Candlestick patterns are a visual of the movement of the price rate of a certain underlying asset. The most common type of candlesticks are the Japanese Candlesticks.

The five most important candlesticks

We have already explained candlesticks are movement indicators, an index or a currency and to use them in the stock market to draw graphics. The candlestick or candlestick form consists of a central body, which represents the amount of movement and two lines, an above and one below the body (also called shadow) and represent the maximum or minimum point the body. Candlesticks can be optimistic (green or white) or pessimistic (red or black colour).

Types of Candlesticks

These are five different types of candlesticks:

  1. Long candlestick: highlights the development tendency of the title or index in a single direction.
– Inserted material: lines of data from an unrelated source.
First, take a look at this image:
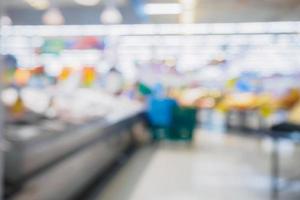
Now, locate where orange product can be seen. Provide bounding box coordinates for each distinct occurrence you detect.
[58,67,72,81]
[82,67,96,86]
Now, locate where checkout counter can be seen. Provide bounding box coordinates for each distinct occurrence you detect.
[5,108,144,200]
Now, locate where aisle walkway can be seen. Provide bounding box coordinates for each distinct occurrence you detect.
[91,130,300,200]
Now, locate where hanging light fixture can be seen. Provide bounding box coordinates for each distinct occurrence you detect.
[43,8,65,25]
[0,1,12,26]
[74,0,101,6]
[0,15,12,26]
[100,6,123,24]
[24,0,50,10]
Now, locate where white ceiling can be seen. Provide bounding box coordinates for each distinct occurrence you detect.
[0,0,300,23]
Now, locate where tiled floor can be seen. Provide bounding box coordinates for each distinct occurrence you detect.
[91,131,300,200]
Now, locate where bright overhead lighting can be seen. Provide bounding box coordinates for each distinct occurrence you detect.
[25,0,50,10]
[74,0,101,6]
[0,15,12,26]
[43,8,65,25]
[144,3,182,15]
[100,6,123,24]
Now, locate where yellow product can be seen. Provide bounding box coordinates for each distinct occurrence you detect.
[280,88,300,109]
[10,97,26,118]
[288,101,300,124]
[82,67,96,87]
[14,68,31,86]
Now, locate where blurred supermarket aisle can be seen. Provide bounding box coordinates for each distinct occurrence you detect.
[93,131,300,200]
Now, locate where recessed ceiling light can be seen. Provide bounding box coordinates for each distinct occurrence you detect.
[100,6,123,24]
[74,0,100,6]
[43,8,65,25]
[24,0,50,10]
[144,3,182,15]
[0,15,12,26]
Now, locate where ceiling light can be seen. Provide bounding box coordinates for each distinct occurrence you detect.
[0,15,12,26]
[100,6,123,24]
[74,0,100,6]
[43,8,65,25]
[25,0,50,10]
[144,3,182,15]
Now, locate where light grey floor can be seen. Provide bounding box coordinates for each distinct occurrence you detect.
[91,130,300,200]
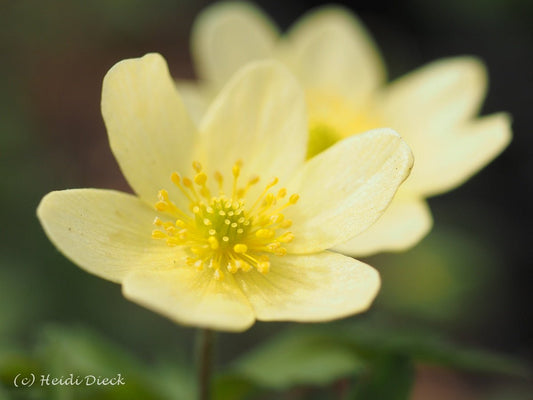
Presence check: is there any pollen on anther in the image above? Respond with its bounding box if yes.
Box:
[233,243,248,254]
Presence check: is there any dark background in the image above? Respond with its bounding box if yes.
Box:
[0,0,533,399]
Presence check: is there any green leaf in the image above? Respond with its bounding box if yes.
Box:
[233,329,364,389]
[213,374,258,400]
[335,320,531,377]
[350,355,415,400]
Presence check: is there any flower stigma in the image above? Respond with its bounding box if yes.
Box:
[152,161,299,280]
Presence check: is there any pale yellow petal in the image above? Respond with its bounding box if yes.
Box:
[102,54,196,203]
[192,2,279,87]
[201,61,307,184]
[334,195,432,257]
[405,113,511,197]
[177,80,214,125]
[123,266,255,331]
[376,57,487,145]
[286,129,413,253]
[282,6,385,105]
[37,189,168,282]
[235,252,380,322]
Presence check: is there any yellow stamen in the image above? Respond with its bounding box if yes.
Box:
[152,161,299,281]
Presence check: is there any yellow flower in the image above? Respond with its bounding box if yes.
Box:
[184,3,511,256]
[38,54,412,331]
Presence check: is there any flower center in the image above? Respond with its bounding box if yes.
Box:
[152,161,299,280]
[306,89,380,158]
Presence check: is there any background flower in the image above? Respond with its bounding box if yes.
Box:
[188,2,511,255]
[37,54,413,331]
[0,0,533,400]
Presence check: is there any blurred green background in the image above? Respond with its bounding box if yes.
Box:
[0,0,533,400]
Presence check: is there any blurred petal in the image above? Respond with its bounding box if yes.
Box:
[102,54,196,206]
[334,196,432,257]
[123,265,255,331]
[405,113,511,197]
[201,61,307,184]
[37,189,168,282]
[377,57,487,145]
[235,252,380,322]
[177,81,214,126]
[286,129,413,253]
[283,6,385,104]
[192,2,279,87]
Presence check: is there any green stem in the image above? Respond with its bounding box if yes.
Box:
[198,329,215,400]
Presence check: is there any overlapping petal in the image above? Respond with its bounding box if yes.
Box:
[405,113,511,197]
[236,252,380,322]
[376,57,487,145]
[102,54,196,203]
[37,189,169,282]
[201,61,307,186]
[334,195,432,257]
[287,129,413,253]
[192,2,279,87]
[122,265,255,331]
[177,80,208,126]
[281,6,385,105]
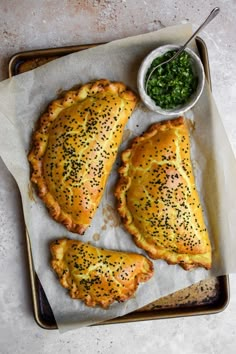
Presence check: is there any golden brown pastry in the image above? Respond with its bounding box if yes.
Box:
[28,79,137,234]
[50,238,153,308]
[115,117,211,270]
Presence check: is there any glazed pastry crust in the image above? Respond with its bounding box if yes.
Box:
[28,79,137,234]
[50,238,153,308]
[115,117,211,270]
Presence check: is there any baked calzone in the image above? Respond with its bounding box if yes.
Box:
[115,117,211,270]
[28,79,137,234]
[50,238,153,308]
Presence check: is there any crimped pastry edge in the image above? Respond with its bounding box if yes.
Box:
[114,116,211,270]
[49,237,154,309]
[28,79,137,235]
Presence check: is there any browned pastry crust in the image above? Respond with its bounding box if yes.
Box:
[50,238,153,308]
[115,117,211,270]
[28,79,137,234]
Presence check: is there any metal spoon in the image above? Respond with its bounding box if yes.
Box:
[145,7,220,91]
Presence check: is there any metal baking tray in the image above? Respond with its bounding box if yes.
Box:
[8,37,229,329]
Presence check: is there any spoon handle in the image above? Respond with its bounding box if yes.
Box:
[145,7,220,91]
[176,7,220,54]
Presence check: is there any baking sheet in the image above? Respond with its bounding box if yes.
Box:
[9,37,229,329]
[0,25,236,330]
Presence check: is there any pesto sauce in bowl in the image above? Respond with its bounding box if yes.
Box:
[145,50,198,109]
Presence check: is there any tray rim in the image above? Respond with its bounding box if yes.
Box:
[8,36,230,330]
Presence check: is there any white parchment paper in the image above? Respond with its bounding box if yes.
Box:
[0,25,236,331]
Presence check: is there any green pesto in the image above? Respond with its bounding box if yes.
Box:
[146,50,198,109]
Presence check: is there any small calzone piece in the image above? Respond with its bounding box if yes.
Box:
[28,79,138,234]
[50,238,153,309]
[115,117,212,270]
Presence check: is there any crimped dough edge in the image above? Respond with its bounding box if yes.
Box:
[28,79,137,235]
[115,116,211,270]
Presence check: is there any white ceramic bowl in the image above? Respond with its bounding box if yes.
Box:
[137,44,205,116]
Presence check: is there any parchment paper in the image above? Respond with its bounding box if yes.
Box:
[0,25,236,331]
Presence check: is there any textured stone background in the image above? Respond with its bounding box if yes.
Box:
[0,0,236,354]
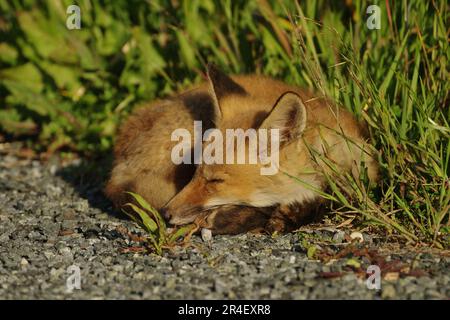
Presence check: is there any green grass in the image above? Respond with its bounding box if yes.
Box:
[0,0,450,247]
[122,192,196,255]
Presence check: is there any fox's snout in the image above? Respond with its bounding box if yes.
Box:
[160,204,201,225]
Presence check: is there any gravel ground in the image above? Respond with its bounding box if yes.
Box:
[0,154,450,299]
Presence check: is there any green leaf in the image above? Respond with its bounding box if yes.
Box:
[125,203,158,232]
[0,62,44,93]
[167,224,195,244]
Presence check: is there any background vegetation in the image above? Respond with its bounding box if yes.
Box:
[0,0,450,247]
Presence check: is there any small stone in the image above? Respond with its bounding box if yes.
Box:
[201,228,212,242]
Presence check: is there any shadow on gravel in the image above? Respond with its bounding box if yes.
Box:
[56,157,128,220]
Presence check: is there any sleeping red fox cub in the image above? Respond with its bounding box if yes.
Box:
[106,66,377,234]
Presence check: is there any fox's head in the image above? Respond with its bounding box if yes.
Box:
[163,66,320,225]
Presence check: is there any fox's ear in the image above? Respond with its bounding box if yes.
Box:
[207,63,247,119]
[260,91,306,143]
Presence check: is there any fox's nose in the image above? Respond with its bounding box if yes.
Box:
[159,207,172,221]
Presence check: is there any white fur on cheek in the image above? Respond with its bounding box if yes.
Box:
[249,183,318,207]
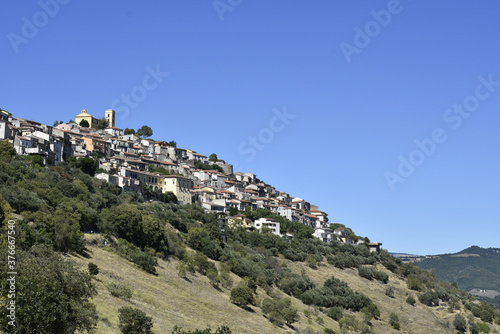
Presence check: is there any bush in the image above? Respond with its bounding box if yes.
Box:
[88,262,99,276]
[389,312,400,330]
[477,322,490,333]
[453,314,467,333]
[373,270,389,283]
[358,267,375,281]
[107,283,132,299]
[118,307,153,334]
[327,306,344,321]
[418,291,439,306]
[469,321,479,334]
[361,303,380,322]
[406,275,423,291]
[231,281,255,307]
[132,252,158,275]
[385,286,394,298]
[406,296,417,306]
[261,298,299,325]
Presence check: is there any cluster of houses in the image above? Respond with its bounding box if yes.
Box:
[0,109,380,250]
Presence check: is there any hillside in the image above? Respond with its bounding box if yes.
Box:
[62,235,500,334]
[0,151,500,334]
[416,246,500,308]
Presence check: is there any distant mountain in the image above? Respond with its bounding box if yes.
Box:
[415,246,500,308]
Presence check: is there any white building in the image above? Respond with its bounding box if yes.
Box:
[253,218,281,236]
[313,227,337,242]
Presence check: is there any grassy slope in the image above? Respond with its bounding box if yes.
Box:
[71,236,500,334]
[416,246,500,307]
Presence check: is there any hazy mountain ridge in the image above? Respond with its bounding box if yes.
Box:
[416,246,500,307]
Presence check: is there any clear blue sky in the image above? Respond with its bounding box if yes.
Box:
[0,0,500,254]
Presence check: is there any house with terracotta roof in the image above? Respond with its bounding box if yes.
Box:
[313,227,337,243]
[253,218,281,237]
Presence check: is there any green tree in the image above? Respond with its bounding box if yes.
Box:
[136,125,153,138]
[229,205,240,216]
[208,153,219,162]
[231,281,255,307]
[72,157,97,176]
[88,262,99,276]
[123,128,135,135]
[453,314,467,333]
[406,296,417,306]
[361,303,380,322]
[160,191,177,203]
[79,119,90,128]
[389,312,401,330]
[469,321,479,334]
[118,306,153,334]
[0,246,98,333]
[0,141,17,162]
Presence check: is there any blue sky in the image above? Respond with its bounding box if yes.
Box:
[0,0,500,254]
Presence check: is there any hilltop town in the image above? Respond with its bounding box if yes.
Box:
[0,109,381,251]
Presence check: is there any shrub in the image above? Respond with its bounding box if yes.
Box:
[107,283,132,299]
[385,286,394,298]
[118,307,153,334]
[327,306,344,321]
[88,262,99,276]
[389,312,400,330]
[261,298,299,325]
[358,267,375,281]
[406,296,417,306]
[418,291,439,306]
[132,252,158,274]
[268,311,284,326]
[231,281,255,307]
[469,321,479,334]
[477,322,490,333]
[361,303,380,322]
[406,275,423,291]
[373,270,389,283]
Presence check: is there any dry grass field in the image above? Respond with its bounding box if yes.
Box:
[70,235,495,334]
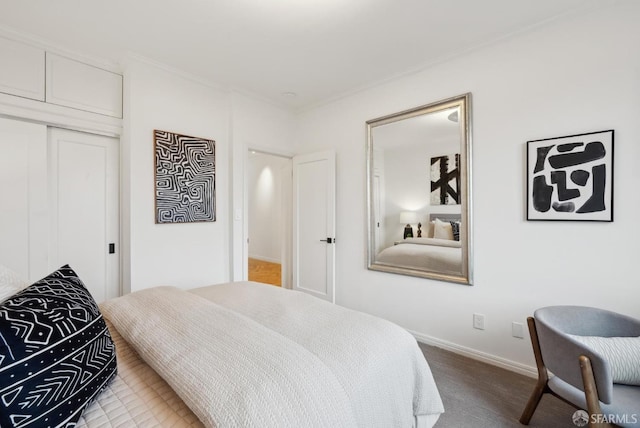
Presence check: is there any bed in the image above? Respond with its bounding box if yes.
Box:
[376,214,462,274]
[0,267,444,427]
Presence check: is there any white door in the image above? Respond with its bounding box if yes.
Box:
[293,151,336,302]
[0,118,49,283]
[49,128,120,302]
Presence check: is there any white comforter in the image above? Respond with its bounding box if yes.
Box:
[102,283,443,427]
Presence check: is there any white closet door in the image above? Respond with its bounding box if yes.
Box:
[49,128,120,302]
[0,118,49,282]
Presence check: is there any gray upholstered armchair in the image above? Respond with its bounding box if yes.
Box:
[520,306,640,427]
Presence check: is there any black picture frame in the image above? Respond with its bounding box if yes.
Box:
[526,129,614,222]
[153,129,216,224]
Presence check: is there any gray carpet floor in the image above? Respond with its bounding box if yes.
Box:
[420,343,576,428]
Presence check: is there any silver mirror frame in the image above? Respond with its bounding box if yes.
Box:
[366,93,473,285]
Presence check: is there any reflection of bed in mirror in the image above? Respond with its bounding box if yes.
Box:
[376,213,462,274]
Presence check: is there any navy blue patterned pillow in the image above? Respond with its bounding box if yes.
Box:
[0,266,117,427]
[449,221,460,241]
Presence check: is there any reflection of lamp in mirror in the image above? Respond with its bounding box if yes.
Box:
[400,211,418,239]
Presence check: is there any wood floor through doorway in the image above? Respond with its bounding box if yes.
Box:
[249,257,282,287]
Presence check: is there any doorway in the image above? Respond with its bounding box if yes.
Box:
[246,149,292,288]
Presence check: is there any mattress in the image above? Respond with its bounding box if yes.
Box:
[77,320,203,428]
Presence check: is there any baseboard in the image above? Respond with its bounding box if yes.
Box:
[249,254,281,264]
[409,330,538,378]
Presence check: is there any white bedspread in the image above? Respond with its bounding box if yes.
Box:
[102,283,443,427]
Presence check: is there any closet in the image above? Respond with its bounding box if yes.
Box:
[0,37,122,302]
[0,118,120,302]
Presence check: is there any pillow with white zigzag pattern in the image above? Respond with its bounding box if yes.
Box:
[571,335,640,386]
[0,266,117,428]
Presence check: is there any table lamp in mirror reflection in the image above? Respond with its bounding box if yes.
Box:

A candle is seen as one long candle, if her body the body of the previous candles to a two or three times greater than.
  2. Small candlestick: this also shows a development in the direction indicated, but less strongly. If this candlestick occurs after a long candle then it could mean that the displayed direction is exhausted.
  3. Candlestick with a strong upper shadow: this represents a strong signal of alarm for a gloomy market. In other words you can see a body that is pressed then to fall very upward.
  4. Candlestick with strong under the shadow: on the contrary a strong price bending signal is, in fact, the body is first violently pushed down and rises again.
  5. Candlestick without central body: this is the con position to a long candlestick and a crossroads of the market indicates where the direction in which it will move is still uncertain.

Candlesticks and Indicators

Reading candlesticks is not the only way to predict the rate movement. Together with indicators like Bollinger Bands, ADX or Alligator the candlesticks are best used.